Honeywell (HON) clearly doesn't want to let go of its bid for United Technologies (UTX).
And Friday, UTX countered Honeywell's recent arguments that a tie-up between the two manufacturers wouldn't encounter significant antitrust road blocks, and could unlock $72 billion in value for shareholders. Honeywell had rolled out the details of its investment pitch earlier in the day, and has said talks with UTX shouldn't have fallen apart over overblown regulatory concerns.
"I want to take this opportunity to set the record straight on a number of issues," UTX CEO Gregory Hayes said in a filing with the Securities and Exchange Commission, "United Technologies remains firm in its belief that any combination with Honeywell would encounter insurmountable regulatory challenges in the U.S., EU, China, Brazil, Canada and other markets."
The company added the deal would be "blocked outright" and that Honeywell has not adequately accessed the risks of antitrust regulators blocking the deal.
"The value destruction from the cloud of uncertainty hanging over our businesses, employees and customers during an extended review period would be significant, and, under Honeywell's proposed construct, borne much more heavily by United Technologies and our shareowners," Hayes said. "The most recent public statements made by Honeywell and its advisors have reinforced our assessment that Honeywell simply believes it is in its interests to gloss over these fundamental transaction risks in connection with pursuing this opportunistic approach."

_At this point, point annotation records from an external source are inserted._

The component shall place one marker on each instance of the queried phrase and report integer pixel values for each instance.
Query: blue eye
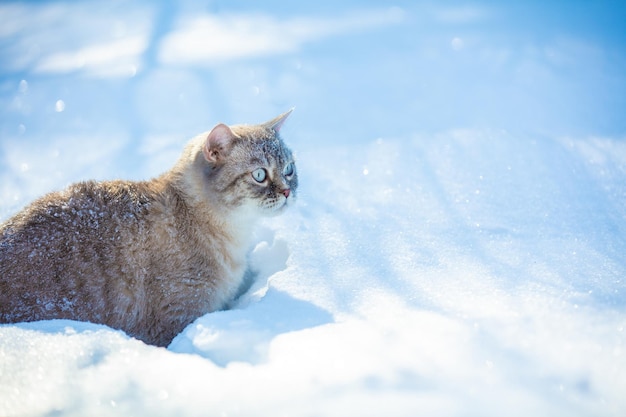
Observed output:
(288, 170)
(259, 175)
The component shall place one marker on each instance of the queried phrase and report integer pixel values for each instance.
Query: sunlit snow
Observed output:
(458, 247)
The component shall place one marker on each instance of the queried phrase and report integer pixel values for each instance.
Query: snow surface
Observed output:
(458, 248)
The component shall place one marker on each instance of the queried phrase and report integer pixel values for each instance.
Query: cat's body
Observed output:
(148, 257)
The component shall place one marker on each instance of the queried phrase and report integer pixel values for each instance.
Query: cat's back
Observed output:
(49, 248)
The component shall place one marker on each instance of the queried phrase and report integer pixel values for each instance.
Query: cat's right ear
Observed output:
(218, 143)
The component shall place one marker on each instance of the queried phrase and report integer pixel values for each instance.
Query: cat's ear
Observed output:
(276, 123)
(218, 143)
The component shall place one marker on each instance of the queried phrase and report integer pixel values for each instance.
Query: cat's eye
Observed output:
(288, 170)
(259, 175)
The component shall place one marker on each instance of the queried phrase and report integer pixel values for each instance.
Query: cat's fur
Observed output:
(147, 257)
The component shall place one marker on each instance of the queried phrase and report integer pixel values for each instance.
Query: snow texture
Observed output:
(459, 243)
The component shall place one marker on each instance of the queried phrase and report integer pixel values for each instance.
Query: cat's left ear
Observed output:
(218, 143)
(277, 123)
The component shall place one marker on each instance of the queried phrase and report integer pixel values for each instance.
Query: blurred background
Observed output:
(101, 89)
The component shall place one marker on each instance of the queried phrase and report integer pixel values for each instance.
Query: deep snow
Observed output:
(458, 244)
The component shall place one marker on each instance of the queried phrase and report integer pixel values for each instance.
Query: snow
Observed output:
(458, 244)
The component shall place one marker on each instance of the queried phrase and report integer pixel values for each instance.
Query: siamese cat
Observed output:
(148, 257)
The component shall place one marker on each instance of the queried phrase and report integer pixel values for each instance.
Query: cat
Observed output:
(148, 257)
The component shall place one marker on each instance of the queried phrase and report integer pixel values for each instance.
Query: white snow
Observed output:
(458, 246)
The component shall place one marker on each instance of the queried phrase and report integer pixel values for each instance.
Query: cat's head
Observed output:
(250, 166)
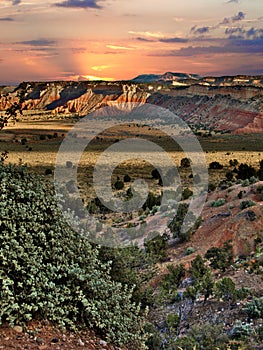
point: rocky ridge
(216, 103)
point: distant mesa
(166, 77)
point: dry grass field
(36, 141)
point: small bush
(42, 137)
(226, 289)
(189, 251)
(218, 202)
(69, 164)
(245, 171)
(187, 193)
(246, 204)
(233, 162)
(241, 330)
(240, 194)
(48, 171)
(215, 165)
(254, 309)
(155, 174)
(48, 271)
(245, 183)
(185, 163)
(119, 185)
(126, 178)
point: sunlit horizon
(118, 40)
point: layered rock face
(236, 108)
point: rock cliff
(212, 102)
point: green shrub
(218, 202)
(233, 162)
(157, 246)
(209, 336)
(189, 251)
(241, 330)
(245, 171)
(48, 271)
(187, 193)
(177, 222)
(240, 194)
(118, 185)
(254, 309)
(215, 165)
(155, 174)
(126, 178)
(246, 204)
(226, 289)
(245, 183)
(185, 162)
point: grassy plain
(36, 142)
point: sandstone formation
(234, 104)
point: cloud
(241, 33)
(79, 4)
(148, 34)
(236, 45)
(173, 40)
(99, 68)
(139, 38)
(117, 47)
(7, 19)
(38, 42)
(239, 17)
(201, 30)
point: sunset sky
(119, 39)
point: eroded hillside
(210, 103)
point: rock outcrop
(212, 102)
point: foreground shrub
(176, 225)
(218, 203)
(48, 271)
(204, 336)
(246, 204)
(254, 309)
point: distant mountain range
(168, 76)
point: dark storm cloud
(251, 34)
(79, 4)
(231, 46)
(7, 19)
(38, 42)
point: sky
(120, 39)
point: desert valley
(199, 288)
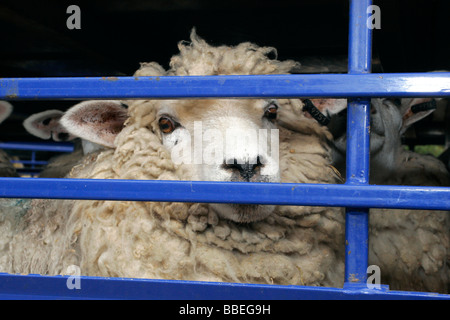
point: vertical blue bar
(358, 148)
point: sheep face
(389, 120)
(224, 140)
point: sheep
(6, 167)
(411, 247)
(46, 125)
(191, 241)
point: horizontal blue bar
(45, 287)
(375, 196)
(33, 162)
(38, 146)
(244, 86)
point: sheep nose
(246, 169)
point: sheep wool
(294, 245)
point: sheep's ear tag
(424, 106)
(96, 121)
(323, 109)
(43, 124)
(418, 109)
(5, 110)
(315, 113)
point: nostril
(63, 136)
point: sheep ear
(96, 121)
(45, 125)
(323, 109)
(6, 109)
(330, 106)
(415, 109)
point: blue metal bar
(45, 287)
(330, 195)
(358, 147)
(245, 86)
(38, 146)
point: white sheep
(6, 167)
(411, 247)
(191, 241)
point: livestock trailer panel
(356, 195)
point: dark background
(116, 36)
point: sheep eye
(271, 112)
(166, 125)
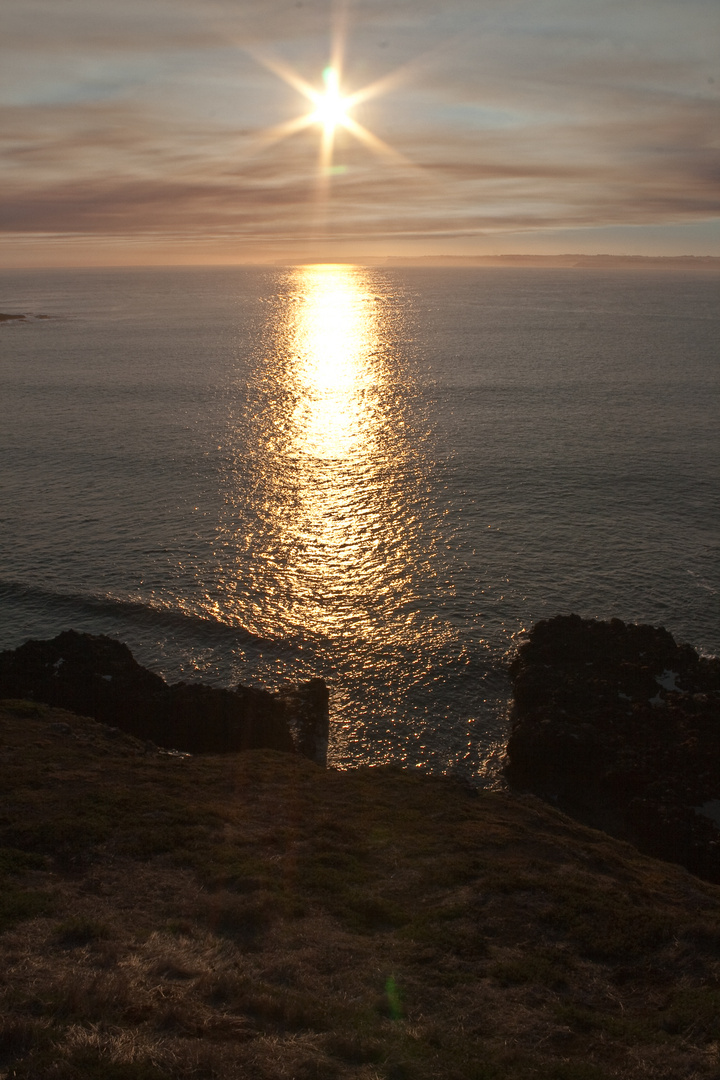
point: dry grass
(255, 916)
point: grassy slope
(255, 916)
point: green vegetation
(256, 916)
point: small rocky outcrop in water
(620, 727)
(96, 676)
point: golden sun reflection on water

Earlier in the week, Honeywell downplayed antitrust obstacles and highlighted what could amount to substantial cost-cutting opportunities through business overlaps.

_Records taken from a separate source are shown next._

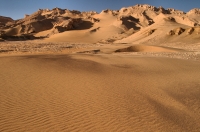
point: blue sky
(17, 8)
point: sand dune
(98, 93)
(130, 70)
(144, 48)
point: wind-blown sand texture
(132, 70)
(98, 93)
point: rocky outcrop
(194, 11)
(177, 31)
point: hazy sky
(17, 8)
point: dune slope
(98, 93)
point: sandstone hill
(135, 24)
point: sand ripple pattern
(61, 94)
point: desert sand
(132, 70)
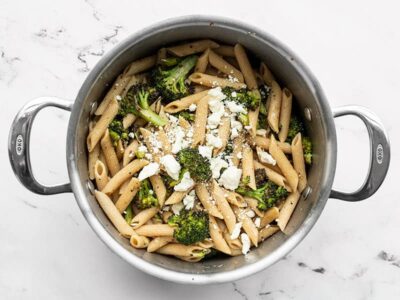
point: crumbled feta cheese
(257, 222)
(265, 157)
(142, 148)
(261, 132)
(171, 166)
(216, 93)
(250, 213)
(149, 170)
(177, 207)
(234, 133)
(192, 107)
(230, 178)
(235, 107)
(205, 151)
(236, 231)
(185, 184)
(189, 201)
(245, 243)
(216, 164)
(213, 141)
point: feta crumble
(205, 151)
(265, 157)
(172, 167)
(192, 107)
(236, 231)
(245, 243)
(216, 164)
(230, 178)
(176, 208)
(149, 170)
(185, 184)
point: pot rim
(192, 278)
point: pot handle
(18, 145)
(379, 153)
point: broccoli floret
(267, 195)
(171, 82)
(295, 126)
(145, 198)
(261, 177)
(117, 131)
(248, 98)
(197, 165)
(186, 115)
(170, 61)
(190, 226)
(307, 149)
(137, 101)
(129, 214)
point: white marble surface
(48, 251)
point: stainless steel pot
(288, 69)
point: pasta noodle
(208, 177)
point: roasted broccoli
(261, 177)
(267, 195)
(170, 61)
(248, 98)
(128, 214)
(186, 115)
(307, 149)
(190, 226)
(117, 131)
(137, 101)
(296, 126)
(145, 198)
(197, 165)
(171, 82)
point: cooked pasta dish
(198, 151)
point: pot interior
(289, 72)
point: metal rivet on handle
(307, 114)
(90, 187)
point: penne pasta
(122, 175)
(286, 112)
(207, 201)
(127, 196)
(155, 230)
(101, 126)
(199, 128)
(287, 209)
(113, 214)
(214, 81)
(192, 47)
(143, 217)
(284, 164)
(223, 66)
(202, 62)
(245, 67)
(223, 206)
(109, 154)
(184, 103)
(216, 235)
(274, 109)
(248, 167)
(141, 65)
(298, 161)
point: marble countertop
(48, 251)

"The value creation from a combination is significant, including the benefits of $3.5 billion in annualized cost synergies," Honeywell said in a statement Tuesday. "We do not see the regulatory process as a material obstacle to a transaction. In fact, a combination would benefit our customers and enhance our ability to offer a more comprehensive and compelling suite of technologies to serve their needs. Honeywell believes the combined company's financial profile would be stronger than the highest valued peers in the multi-industry group today, creating an opportunity for incremental value for both sets of shareowners over the short- and long-term."

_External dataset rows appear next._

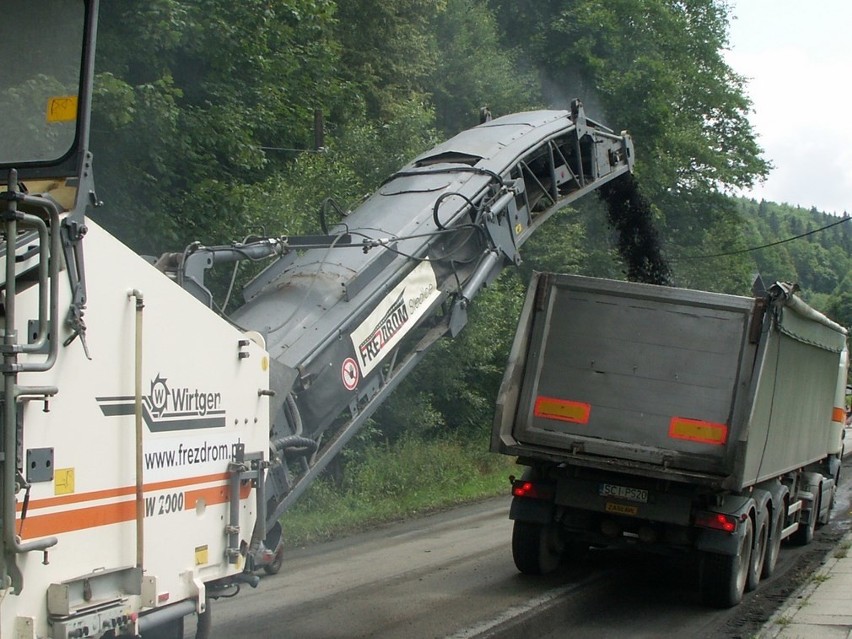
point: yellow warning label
(63, 481)
(621, 509)
(62, 108)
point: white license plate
(624, 492)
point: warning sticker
(349, 373)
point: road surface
(452, 575)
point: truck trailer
(150, 444)
(671, 420)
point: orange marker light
(696, 430)
(562, 410)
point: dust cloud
(638, 242)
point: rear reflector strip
(695, 430)
(562, 410)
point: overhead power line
(762, 246)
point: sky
(797, 60)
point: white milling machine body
(149, 445)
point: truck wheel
(773, 549)
(758, 556)
(723, 577)
(536, 548)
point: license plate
(624, 492)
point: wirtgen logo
(169, 407)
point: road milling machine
(149, 444)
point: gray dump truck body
(671, 418)
(688, 385)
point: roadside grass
(390, 482)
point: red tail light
(716, 521)
(532, 490)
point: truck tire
(536, 548)
(758, 555)
(723, 577)
(773, 548)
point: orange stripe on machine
(696, 430)
(562, 410)
(73, 518)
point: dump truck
(671, 420)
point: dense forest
(204, 129)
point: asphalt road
(452, 575)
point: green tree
(195, 98)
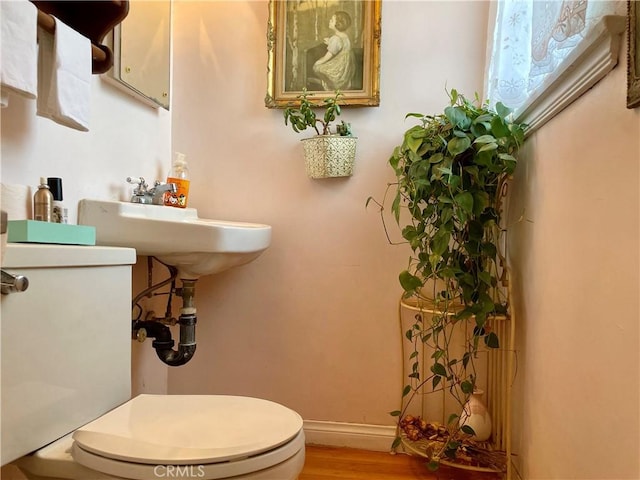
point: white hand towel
(64, 77)
(18, 49)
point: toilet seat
(206, 436)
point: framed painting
(322, 46)
(633, 56)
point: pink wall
(313, 322)
(576, 267)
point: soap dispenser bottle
(43, 202)
(60, 212)
(179, 175)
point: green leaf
(458, 145)
(439, 369)
(436, 158)
(465, 201)
(488, 147)
(395, 206)
(499, 128)
(440, 242)
(485, 139)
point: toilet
(66, 406)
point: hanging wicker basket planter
(329, 155)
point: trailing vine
(451, 174)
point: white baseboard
(353, 435)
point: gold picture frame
(301, 32)
(633, 56)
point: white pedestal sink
(176, 236)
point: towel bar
(91, 19)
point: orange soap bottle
(179, 175)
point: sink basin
(176, 236)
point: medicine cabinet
(142, 52)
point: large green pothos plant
(451, 170)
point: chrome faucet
(154, 196)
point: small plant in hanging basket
(452, 171)
(327, 154)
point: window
(545, 54)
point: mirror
(142, 52)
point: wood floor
(330, 463)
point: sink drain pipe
(163, 342)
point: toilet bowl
(178, 437)
(65, 393)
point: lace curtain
(532, 39)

The last straw for UTX appears to be when Honeywell doubled down on its argument with its Friday presentation, unveiling the financials discussed behind the deal and the supposed value creation that would result from a merger. Honeywell said it would pay UTX shareholders $42.63 in cash per share, along with discounted Honeywell stock, and that the tie-up would create $72 billion in value between the two companies.